The songs were delivered with the same musically-inexperienced-adequacy as the young Portland band displays on No Culture Icons, but something was missing. Instead of creating the uplifting, endearing and downright inspiring vibe I get when singer Hutch Harris yelps “I Can’t Stop Fuckin’, Thinkin’ About You” on “No Culture Icons” or “I Know the Pattern” induces your foot tappin’ against your will, the music felt contrived. Like someone had mistakenly convinced the band that their heart-on-their-sleeves diary entries had been somehow polished to a pulitzer-winning sheen. As a result The Thermals seemed cocky, and like they weren’t having as much fun as everyone says they typically have on stage. It felt like they thought we should care, and maybe we should have, that they were doing us all a favor by reading the juicy parts of their journal.
They looked nerdy. Really nerdy. Not just in that they were probably the kids who ate alone in the lunchroom and tried out for the debate club, but they seemed out of place even on their own stage. Like they’d proclaimed themselves “King of the Dipshits” but accidentally forgot to tell anyone about it. I suspect that they might have had better things to do on a Sunday night than hang out with a bunch of hipster doofuses who’ve got nothing better to do on a Sunday night than go to rock shows with other hipster doofi.
After the first couple of songs, I just couldn’t watch anymore. The first three people I talked to gave the canned “Thermals were great…….” and I was just about to write it off as my own pissy mood when I encountered good old Diane McCallister, Nada contributor and fellow outcast in the scene that night, patiently waiting for her beloved Kinski to play their technically-brilliant and sonically-breathtaking set.”What the fuck was that?” she asked as I walked by. “I thought you said those guys were terrific. They suck. And worse yet I’m supposed to not only accept that they don’t know what the fuck they’re doing but also celebrate some skinny dork without a shirt? No thanks.”
Of course, the answer to her question is “yes, you are supposed to celebrate it”, but not until the band remembers why we fell in love with them so quickly in the first place, and that’s because they’re just like we are. Or at least we think they are. And since we’ve all pretty much convinced ourselves by this point that we’re not knocking on the door of Dylanhood, harboring a Prince-like sex appeal or cultivating Tom Waits style cult status, The Thermals are all we’ve got.

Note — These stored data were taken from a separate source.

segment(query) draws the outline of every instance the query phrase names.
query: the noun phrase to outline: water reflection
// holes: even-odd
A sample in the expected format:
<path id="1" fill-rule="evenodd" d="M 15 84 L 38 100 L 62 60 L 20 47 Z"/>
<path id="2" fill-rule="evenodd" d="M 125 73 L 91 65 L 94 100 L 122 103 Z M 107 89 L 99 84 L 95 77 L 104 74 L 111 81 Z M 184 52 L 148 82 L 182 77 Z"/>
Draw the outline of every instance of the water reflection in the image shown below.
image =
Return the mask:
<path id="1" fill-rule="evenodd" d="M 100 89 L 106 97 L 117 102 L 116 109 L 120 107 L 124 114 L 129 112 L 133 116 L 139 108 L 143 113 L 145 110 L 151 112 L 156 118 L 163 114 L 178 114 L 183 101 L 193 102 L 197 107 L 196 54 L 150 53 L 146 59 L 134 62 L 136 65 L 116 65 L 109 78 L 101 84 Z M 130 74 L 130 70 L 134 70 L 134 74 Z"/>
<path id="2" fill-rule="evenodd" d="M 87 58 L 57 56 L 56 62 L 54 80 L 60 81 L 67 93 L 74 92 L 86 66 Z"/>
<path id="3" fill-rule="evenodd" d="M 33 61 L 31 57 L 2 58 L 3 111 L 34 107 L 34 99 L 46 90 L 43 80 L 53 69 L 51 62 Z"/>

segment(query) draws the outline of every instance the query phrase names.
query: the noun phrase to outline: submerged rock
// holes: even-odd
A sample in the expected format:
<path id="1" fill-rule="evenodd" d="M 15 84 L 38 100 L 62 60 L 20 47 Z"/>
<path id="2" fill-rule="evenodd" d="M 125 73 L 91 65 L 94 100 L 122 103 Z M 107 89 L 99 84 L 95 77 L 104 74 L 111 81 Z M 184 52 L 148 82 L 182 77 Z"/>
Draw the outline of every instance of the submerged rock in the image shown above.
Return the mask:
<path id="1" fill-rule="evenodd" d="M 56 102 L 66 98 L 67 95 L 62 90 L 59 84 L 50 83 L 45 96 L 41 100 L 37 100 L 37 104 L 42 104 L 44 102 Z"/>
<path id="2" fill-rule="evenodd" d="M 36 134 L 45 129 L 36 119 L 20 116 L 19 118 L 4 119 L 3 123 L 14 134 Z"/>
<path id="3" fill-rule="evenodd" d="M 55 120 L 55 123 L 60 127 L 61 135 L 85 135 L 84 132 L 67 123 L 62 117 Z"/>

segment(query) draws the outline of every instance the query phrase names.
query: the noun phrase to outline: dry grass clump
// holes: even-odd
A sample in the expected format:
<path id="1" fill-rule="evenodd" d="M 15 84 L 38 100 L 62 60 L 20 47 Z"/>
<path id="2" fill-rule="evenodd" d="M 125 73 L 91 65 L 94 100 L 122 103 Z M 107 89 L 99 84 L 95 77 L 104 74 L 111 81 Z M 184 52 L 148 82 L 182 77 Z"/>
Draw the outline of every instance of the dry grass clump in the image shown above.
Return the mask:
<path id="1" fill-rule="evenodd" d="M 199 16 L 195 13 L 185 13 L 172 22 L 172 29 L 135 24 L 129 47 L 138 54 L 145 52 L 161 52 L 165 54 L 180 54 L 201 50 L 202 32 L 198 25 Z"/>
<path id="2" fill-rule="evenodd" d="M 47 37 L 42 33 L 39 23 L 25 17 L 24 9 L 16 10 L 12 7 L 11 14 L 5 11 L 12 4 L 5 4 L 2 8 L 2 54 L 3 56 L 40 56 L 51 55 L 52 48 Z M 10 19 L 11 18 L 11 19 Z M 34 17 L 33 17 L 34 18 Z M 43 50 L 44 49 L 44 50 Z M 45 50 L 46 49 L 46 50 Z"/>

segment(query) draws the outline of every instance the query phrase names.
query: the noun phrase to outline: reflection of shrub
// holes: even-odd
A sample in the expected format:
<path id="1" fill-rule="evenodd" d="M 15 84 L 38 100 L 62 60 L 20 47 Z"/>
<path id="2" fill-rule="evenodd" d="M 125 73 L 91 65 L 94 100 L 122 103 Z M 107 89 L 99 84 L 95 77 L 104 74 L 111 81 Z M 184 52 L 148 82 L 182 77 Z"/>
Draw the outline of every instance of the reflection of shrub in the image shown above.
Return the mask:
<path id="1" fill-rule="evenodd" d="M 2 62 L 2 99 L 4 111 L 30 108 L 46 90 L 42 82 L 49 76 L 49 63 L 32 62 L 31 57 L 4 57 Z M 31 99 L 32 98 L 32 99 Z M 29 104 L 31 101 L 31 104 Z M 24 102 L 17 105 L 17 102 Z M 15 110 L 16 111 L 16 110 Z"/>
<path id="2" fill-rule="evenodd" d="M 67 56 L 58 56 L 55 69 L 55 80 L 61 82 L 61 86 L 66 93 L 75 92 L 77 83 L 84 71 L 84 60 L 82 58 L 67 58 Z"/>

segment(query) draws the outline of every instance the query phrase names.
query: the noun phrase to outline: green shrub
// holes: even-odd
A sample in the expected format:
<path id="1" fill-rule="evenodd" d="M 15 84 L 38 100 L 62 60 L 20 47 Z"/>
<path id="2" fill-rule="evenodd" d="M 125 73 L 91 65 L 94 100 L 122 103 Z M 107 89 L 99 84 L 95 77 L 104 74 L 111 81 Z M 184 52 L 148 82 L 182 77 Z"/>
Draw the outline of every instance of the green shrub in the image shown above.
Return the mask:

No Culture Icons is an absolutely invigorating slab of heart-on-the-sleeves rock n’ roll that makes me smile every time I listen to it. It’s music made by normal, awkward people just like all the people you know, only but with more conviction and confidence than nearly anyone. Buy it.
And by the time you get out to see them live, let’s hope The Thermals remember they’re still just a bunch of debate club dorks who’d be decorating The Constantine’s locker, cheating off Kinski’s paper and are just the type of dipshits who go to a rock show on a Sunday night.